Sai de Baixo - Format

Format

The show was shot before a live audience, but instead of using a studio scenario, the producers decided to use a theatre in São Paulo, the Procópio Ferreira Theater. The program was shot there every Tuesday afternoon, but the theater was still receiving regular plays and spectacles, and the set had to be disassembled at the end of every shooting and then reassembled the following week, for the next shooting. The people involved in the show called it "the marathon of continuity", since every item of the family's apartment had to be in exactly the same place that it was in the previous episodes.

The show was never shot on location, and it had only one set: the living room of an apartment in São Paulo, in the neighborhood called Largo do Arouche. From the living room, the characters could exit through various doors or passages, supposedly leading to the building's hallway, a bathroom, the kitchen, a bedroom (Cassandra's), and an imaginary vestibule (never seen) with access to two other bedrooms (Vavá's and Caco's and Magda's), but there were no sets for those places, and all the action took place in the living room alone. The producers attempted to inject new life on the show by changing this set once. In 2000, eight episodes were shot that took place in a fictional family-owned cafe, the "Arouche's Place", but the change was not well received by the audiences, and poor ratings forced the return of the apartment set. This was done in such a hurry that one of the episodes that took place in the Cafe was dropped and left unaired. Upon the return to the apartment, the writers decided that the Cafe had exploded in unclear circumstances, probably as part of an insurance fraud scheme.

The atmosphere of the show was very different from the usual U.S. sitcoms in the sense that it was extremely informal. The actors often acknowledged the presence of the audience, sometimes even interacting with them. It was also relatively common for the actors to stall a scene because they were having difficulties remembering their lines or because they started laughing with the situations being portrayed. Only the longer, or more "complicated" mistakes were edited off the show, but most of the little things (as above described) were left in. So even though the show was taped, it had a "live feel" to it. For the second half of the show's run, the mistakes that had been edited out started being shown in a special feature that followed the end of each episode (curse words were beeped out).

Only one episode of the show was actually broadcast live: it was the premiere of the third season, in 1998. Since there would be no way to edit out mistakes and exaggerations, the actors were asked to keep improvisation to a minimum, and avoid at all costs curse words. It was treated as a gala event by the network, who invited a VIP audience to it. The story of the episode was created so that the actors could be dressed up during the performance (the characters were to attend a formal event). At the beginning of each segment, the network had reporters interview cast members and VIP guests at a red-carpet-like area in the theater.

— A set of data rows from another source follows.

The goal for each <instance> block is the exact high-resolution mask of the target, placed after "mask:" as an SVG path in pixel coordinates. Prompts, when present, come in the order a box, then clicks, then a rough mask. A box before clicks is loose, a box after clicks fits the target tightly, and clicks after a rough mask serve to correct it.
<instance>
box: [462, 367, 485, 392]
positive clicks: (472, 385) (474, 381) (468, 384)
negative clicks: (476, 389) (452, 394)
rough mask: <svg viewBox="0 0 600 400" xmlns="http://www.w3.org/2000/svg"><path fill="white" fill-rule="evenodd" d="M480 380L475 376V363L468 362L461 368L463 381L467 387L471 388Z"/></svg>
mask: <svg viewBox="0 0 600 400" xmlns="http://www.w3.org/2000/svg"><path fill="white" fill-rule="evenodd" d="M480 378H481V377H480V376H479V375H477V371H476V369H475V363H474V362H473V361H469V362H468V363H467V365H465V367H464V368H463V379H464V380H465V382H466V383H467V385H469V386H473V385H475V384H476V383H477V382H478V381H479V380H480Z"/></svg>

In a further acknowledgment of its surroundings, every episode of the program ended with curtains down, just like a play. Then, the curtains would rise again and the cast would return to center stage and accept a standing ovation from the audience (as it would be done in a play). All that was kept in the taped episodes.

The show had many Brazilian special guests appear, such as actors Danielle Winits, José Wilker and Dercy Gonçalves, singers Rita Lee and Elba Ramalho and entertainer Angélica, among others.